Robert Redford'dan esinlenerek yaratılan Ken Parker, Türkiye'de sık sık kesintiye uğrayarak yayınlandı. Bu durumun normalde okuyucuyu soğutması gerekir değil mi? Hayır efendim, Ken Parker'ın tadına varmış olanları hiçbir aksilik yıldırmadı.

Son olarak Rodeo Yayıncılık üstlendi Ken Parker'ı yayınlama işini. Bir incelik yaptılar ve Parantez'in bıraktığı yerden devam ettiler.

Derken sürpriz bir şekilde büyük boy basılmış bir Ken Parker albümü çıktı. Özel Seri dendiğine göre, bu büyük boy kitaplar devam edecek demektir. Daha önce de sadece bir tane büyük boy Ken Parker basılmıştı.

Haliyle küçüklere göre çok daha güzel oluyor.

Bahsettiğim Özel Seri'nin ilk kitabında ‘‘Norma'nın Prensi’’nde Ken Parker'a eşlik eden kadının adının Norma olmasının da bir nedeni var. Çünkü bu kadın Marilyn Monroe'nun (Norma Jean'dir ya gerçek adı) ta kendisi.
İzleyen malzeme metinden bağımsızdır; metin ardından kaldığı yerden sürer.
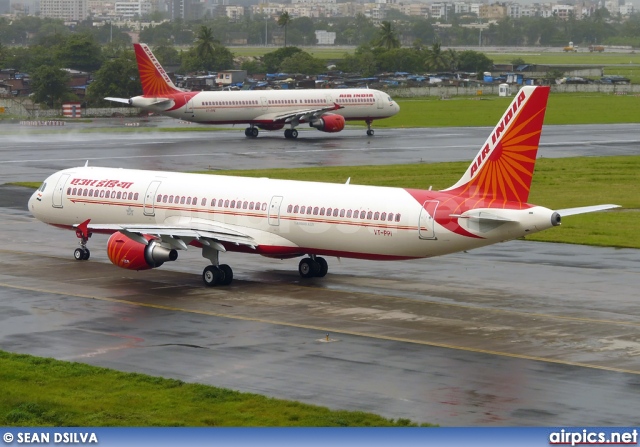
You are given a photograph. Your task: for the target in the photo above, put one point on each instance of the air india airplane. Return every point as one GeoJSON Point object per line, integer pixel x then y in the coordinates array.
{"type": "Point", "coordinates": [151, 215]}
{"type": "Point", "coordinates": [325, 110]}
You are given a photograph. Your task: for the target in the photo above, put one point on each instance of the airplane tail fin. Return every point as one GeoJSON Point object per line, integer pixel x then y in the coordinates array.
{"type": "Point", "coordinates": [503, 168]}
{"type": "Point", "coordinates": [155, 81]}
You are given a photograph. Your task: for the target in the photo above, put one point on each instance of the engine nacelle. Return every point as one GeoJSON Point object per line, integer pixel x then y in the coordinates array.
{"type": "Point", "coordinates": [132, 255]}
{"type": "Point", "coordinates": [328, 123]}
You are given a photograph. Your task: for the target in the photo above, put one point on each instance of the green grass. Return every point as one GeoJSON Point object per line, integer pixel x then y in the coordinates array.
{"type": "Point", "coordinates": [46, 392]}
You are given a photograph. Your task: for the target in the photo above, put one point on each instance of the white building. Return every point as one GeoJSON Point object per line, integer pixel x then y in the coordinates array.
{"type": "Point", "coordinates": [67, 10]}
{"type": "Point", "coordinates": [325, 38]}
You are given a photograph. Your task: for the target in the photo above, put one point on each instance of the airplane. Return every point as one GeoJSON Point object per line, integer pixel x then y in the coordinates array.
{"type": "Point", "coordinates": [152, 215]}
{"type": "Point", "coordinates": [322, 109]}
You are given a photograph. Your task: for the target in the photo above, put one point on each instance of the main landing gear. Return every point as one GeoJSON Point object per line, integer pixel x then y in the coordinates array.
{"type": "Point", "coordinates": [313, 267]}
{"type": "Point", "coordinates": [369, 129]}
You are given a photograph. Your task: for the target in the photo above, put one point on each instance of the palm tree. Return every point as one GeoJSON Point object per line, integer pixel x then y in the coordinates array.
{"type": "Point", "coordinates": [205, 42]}
{"type": "Point", "coordinates": [283, 21]}
{"type": "Point", "coordinates": [388, 37]}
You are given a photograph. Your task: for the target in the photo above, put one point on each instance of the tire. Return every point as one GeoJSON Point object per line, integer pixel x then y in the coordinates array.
{"type": "Point", "coordinates": [78, 254]}
{"type": "Point", "coordinates": [227, 274]}
{"type": "Point", "coordinates": [211, 276]}
{"type": "Point", "coordinates": [324, 267]}
{"type": "Point", "coordinates": [308, 268]}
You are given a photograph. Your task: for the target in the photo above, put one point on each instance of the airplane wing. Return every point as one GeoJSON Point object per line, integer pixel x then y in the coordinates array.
{"type": "Point", "coordinates": [585, 209]}
{"type": "Point", "coordinates": [302, 115]}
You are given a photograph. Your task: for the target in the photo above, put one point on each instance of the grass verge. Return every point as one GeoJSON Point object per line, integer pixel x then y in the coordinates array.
{"type": "Point", "coordinates": [46, 392]}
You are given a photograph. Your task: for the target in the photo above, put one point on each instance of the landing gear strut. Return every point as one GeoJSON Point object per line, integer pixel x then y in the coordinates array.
{"type": "Point", "coordinates": [313, 267]}
{"type": "Point", "coordinates": [369, 129]}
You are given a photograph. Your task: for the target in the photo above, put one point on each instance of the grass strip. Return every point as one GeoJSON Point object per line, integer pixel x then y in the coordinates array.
{"type": "Point", "coordinates": [46, 392]}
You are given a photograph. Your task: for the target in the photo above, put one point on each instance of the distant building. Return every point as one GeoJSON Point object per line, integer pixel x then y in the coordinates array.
{"type": "Point", "coordinates": [325, 38]}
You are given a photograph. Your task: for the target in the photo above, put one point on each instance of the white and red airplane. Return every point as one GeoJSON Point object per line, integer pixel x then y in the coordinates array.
{"type": "Point", "coordinates": [325, 110]}
{"type": "Point", "coordinates": [151, 215]}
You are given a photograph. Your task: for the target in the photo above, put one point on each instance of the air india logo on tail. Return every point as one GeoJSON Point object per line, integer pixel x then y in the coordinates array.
{"type": "Point", "coordinates": [155, 81]}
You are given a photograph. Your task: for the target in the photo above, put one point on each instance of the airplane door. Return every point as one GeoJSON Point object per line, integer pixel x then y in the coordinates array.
{"type": "Point", "coordinates": [150, 198]}
{"type": "Point", "coordinates": [274, 210]}
{"type": "Point", "coordinates": [57, 193]}
{"type": "Point", "coordinates": [426, 227]}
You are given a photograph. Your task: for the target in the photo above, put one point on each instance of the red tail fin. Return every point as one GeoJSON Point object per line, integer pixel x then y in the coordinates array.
{"type": "Point", "coordinates": [155, 81]}
{"type": "Point", "coordinates": [503, 168]}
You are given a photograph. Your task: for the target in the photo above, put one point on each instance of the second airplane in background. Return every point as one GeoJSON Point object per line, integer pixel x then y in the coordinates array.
{"type": "Point", "coordinates": [325, 110]}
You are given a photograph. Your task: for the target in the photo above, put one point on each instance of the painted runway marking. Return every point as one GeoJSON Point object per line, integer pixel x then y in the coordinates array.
{"type": "Point", "coordinates": [324, 329]}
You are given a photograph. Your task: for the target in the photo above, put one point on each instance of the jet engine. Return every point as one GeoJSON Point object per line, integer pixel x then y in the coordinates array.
{"type": "Point", "coordinates": [328, 123]}
{"type": "Point", "coordinates": [132, 255]}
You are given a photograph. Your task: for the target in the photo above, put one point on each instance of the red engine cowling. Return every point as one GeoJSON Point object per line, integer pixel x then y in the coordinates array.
{"type": "Point", "coordinates": [271, 126]}
{"type": "Point", "coordinates": [329, 123]}
{"type": "Point", "coordinates": [132, 255]}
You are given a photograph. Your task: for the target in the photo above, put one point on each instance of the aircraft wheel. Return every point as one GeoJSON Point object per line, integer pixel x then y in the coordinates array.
{"type": "Point", "coordinates": [324, 267]}
{"type": "Point", "coordinates": [227, 273]}
{"type": "Point", "coordinates": [211, 275]}
{"type": "Point", "coordinates": [308, 268]}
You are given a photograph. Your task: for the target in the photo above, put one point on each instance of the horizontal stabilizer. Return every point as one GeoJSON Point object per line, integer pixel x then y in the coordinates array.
{"type": "Point", "coordinates": [585, 209]}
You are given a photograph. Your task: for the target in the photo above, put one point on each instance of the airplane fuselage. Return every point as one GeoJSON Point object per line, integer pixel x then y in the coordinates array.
{"type": "Point", "coordinates": [289, 218]}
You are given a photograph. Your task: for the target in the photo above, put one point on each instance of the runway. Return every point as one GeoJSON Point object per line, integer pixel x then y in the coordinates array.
{"type": "Point", "coordinates": [515, 334]}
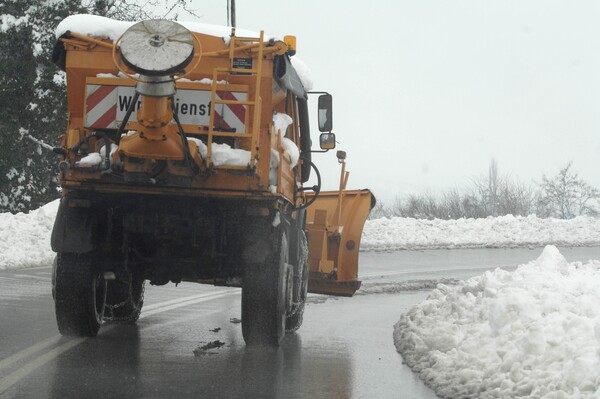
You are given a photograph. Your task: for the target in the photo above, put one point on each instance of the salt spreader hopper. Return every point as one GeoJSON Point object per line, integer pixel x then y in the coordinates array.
{"type": "Point", "coordinates": [184, 159]}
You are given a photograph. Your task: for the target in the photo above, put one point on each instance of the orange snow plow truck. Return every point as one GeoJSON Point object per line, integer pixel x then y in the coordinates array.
{"type": "Point", "coordinates": [184, 160]}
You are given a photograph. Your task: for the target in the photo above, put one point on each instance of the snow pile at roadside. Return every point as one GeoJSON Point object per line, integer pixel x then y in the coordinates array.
{"type": "Point", "coordinates": [500, 232]}
{"type": "Point", "coordinates": [534, 332]}
{"type": "Point", "coordinates": [25, 238]}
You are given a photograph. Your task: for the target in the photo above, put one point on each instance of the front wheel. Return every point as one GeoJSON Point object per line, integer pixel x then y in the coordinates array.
{"type": "Point", "coordinates": [80, 295]}
{"type": "Point", "coordinates": [266, 294]}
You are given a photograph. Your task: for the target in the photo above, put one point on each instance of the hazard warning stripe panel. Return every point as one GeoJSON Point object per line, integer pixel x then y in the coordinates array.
{"type": "Point", "coordinates": [101, 107]}
{"type": "Point", "coordinates": [106, 106]}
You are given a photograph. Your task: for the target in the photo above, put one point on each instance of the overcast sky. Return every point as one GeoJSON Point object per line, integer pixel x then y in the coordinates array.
{"type": "Point", "coordinates": [427, 92]}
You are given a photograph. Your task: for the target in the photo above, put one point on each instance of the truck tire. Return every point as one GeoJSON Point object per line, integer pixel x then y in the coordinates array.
{"type": "Point", "coordinates": [124, 299]}
{"type": "Point", "coordinates": [80, 295]}
{"type": "Point", "coordinates": [266, 295]}
{"type": "Point", "coordinates": [300, 259]}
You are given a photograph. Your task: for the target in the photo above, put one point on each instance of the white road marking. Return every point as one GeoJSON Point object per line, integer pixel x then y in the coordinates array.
{"type": "Point", "coordinates": [29, 351]}
{"type": "Point", "coordinates": [52, 354]}
{"type": "Point", "coordinates": [30, 367]}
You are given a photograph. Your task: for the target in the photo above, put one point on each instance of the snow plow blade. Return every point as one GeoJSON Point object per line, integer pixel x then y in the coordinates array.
{"type": "Point", "coordinates": [334, 224]}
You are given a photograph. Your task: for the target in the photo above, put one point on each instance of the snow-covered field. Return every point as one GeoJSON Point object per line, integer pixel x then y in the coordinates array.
{"type": "Point", "coordinates": [500, 232]}
{"type": "Point", "coordinates": [533, 332]}
{"type": "Point", "coordinates": [25, 238]}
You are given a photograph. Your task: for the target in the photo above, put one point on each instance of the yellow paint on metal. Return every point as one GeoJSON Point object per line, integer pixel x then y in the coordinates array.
{"type": "Point", "coordinates": [334, 225]}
Yani tabii ki kendisi değil de, tip olarak Norma Jean'i seçmişler. Bu tarz numaralar yapmayı zaten sever bu ekip. Böylece derginin kapağında da Marilyn Monroe'yla Robert Redford bir araya gelmiş olur.

Bunun ne önemi var? Hiiç, bilginiz olsun. Favori Ken Parker maceram olmasa da, hikaye de gayet güzel...

Bu arada Tex'in 240 sayfalık büyük kitap serisinin 10'uncusu da çıkmış. Onu da bilin, bulunduğunuz ortamda mevzu açılırsa Fransız kalmayın.